The Twilight phenomenon seemingly came out of nowhere. One day, there were a million Facebook bumper stickers worshipping a mysterious Edward Cullen, and the world hasn’t looked back since. And really, what’s not to love? Edward Cullen is perfect. He is the boy that every girl wants, and every boy wants to kill. He is loyal and intelligent, with a spark of sarcasm and a dark secret. And he loves with abandon, without guard, reserve or arrogance. He loves wholly and completely and would stop at nothing to make the love of his life happy. And he’s a vampire, if you’re in to that sort of thing…
Of course, Edward Cullen is not the only reason to read the Twilight books, though he is certainly reason enough. In addition to a love that rivals the great epic loves of history, there are battles, super powers, evil, blood, and snarky teenage werewolves. Though the series cannot, by any means, be called Shakespeare no matter how well Bella and Edward’s love rivals that of Romeo and Juliet, it has depth. Twilight is a series about choices. Bella, a human, falls in love with a vampire, Edward, whose instinct is nothing more than to kill her, no matter how much he loves her. Waiting in the wings is Jacob Black, a shape-shifting werewolf from a Native American tribe who exists to stop vampires, and who loves Bella and who can give her a human life. She has to choose between them. She has to choose what she will give up to be with Edward. Their story is messy and complicated and real. Stephenie Meyer does a beautiful job exploring this, showing the complexities and unbelievable challenges that they will face.
So imagine our surprise when we read Breaking Dawn, the final installment in the Twilight series, and we find that Bella does not have to make any choices. She does not have to choose to become a vampire. She does not have to choose to give up her family. She does not have to choose to give up Jacob Black. She does not have to choose to give up even the ability to have children. She loses nothing. She makes no choices. Stephenie Meyer gave us an empty cardboard box for a final installment, filled with two dimensional characters defined by nothing but their ability to lament circumstances. There is no creativity, no allusion to the differences of Bella and Edward’s relationship, in Bella’s pregnancy or in Jacob’s imprinting on her baby. It was a cheap attempt to give every character what they wanted. Jacob’s imprinting was probably the worst because it ripped from us the last bit of truth and beauty – the inexorable intertwining of his overwhelming love for Bella and the indescribable pain that she causes him.

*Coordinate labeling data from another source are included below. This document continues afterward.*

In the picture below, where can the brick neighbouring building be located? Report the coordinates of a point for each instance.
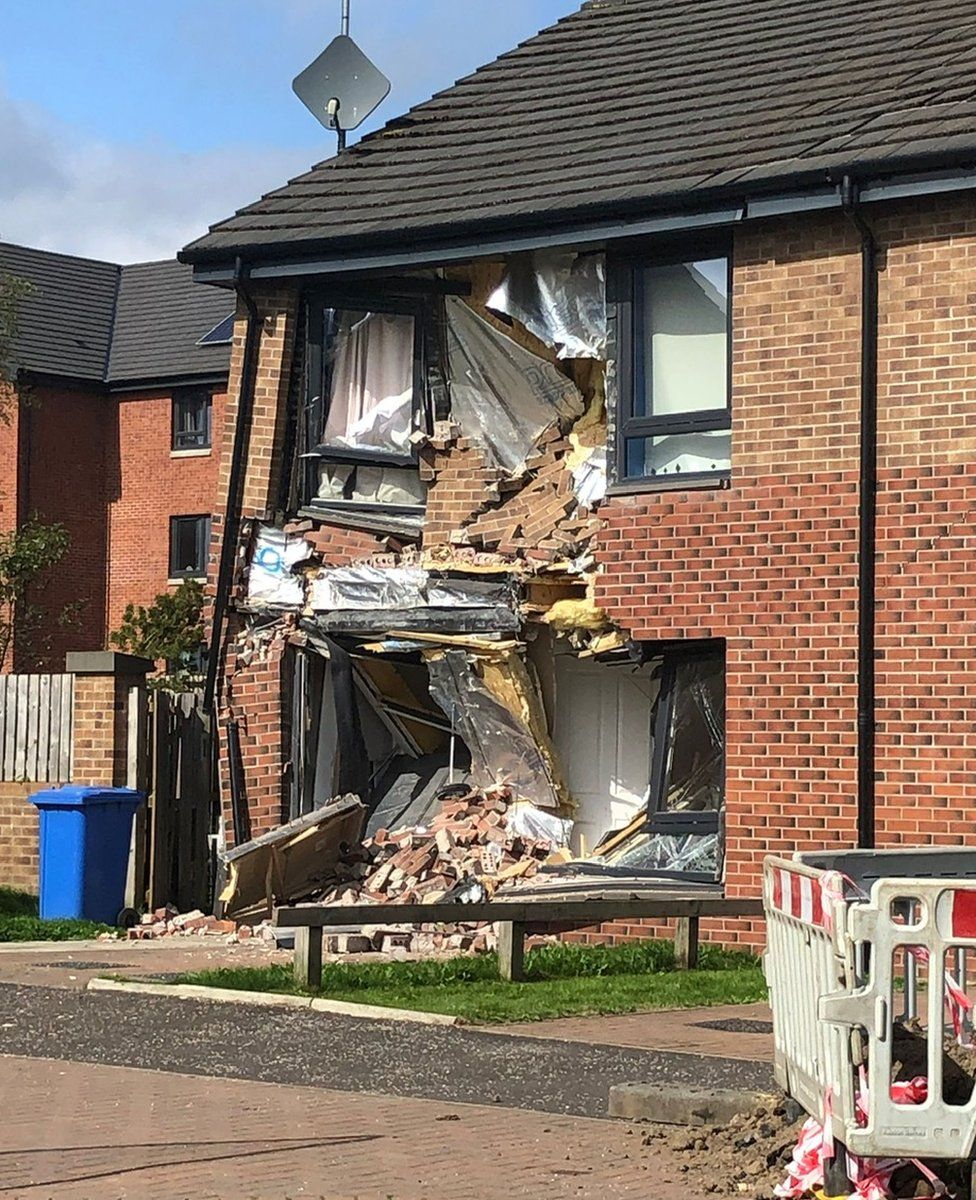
(101, 355)
(754, 561)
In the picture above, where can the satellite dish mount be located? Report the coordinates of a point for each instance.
(342, 87)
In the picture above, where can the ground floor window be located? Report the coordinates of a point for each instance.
(644, 748)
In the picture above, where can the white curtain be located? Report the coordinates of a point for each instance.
(371, 397)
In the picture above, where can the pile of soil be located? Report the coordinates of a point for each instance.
(909, 1059)
(746, 1158)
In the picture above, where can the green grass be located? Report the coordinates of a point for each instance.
(563, 981)
(19, 922)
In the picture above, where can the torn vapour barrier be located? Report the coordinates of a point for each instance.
(367, 599)
(560, 295)
(503, 396)
(492, 705)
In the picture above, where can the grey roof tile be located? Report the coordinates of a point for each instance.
(639, 101)
(103, 323)
(65, 321)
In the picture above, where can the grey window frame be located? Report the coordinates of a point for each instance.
(626, 294)
(322, 310)
(204, 429)
(202, 545)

Stephenie Meyer killed her own story. She turned a beautiful, complicated, messy and inspiring love story into a self-satisfying, empty, spineless piece of nonsense, proving that her first three books were good in spite of her, not because of her. They were not of the highest quality literature, not by any definition, but they had something to say, and they said it well – not only as entertainment, but as the kind of book that gets under your skin and makes you think. But that was obviously not the point, so we, feeling used and betrayed, must condemn Breaking Dawn to the realm of things that do not exist. We have lost all respect for Stephenie Meyer – her first three books are now shaded and touched by the series’ cowardly ending. She has been brought to light as someone who is not an author. Authors understand that stories write themselves. Characters, once created, are not clay to mold. They might as well be living, breathing people for all the ability that we have to change them. It is almost as if we, authors, can only write what has already happened. But Stephenie Meyer changed the ending, and in doing so she took something from her characters, twisting them into mere shadows of themselves. We just have to be sure we don’t let her take the original story from us as well. Let Breaking Dawn go.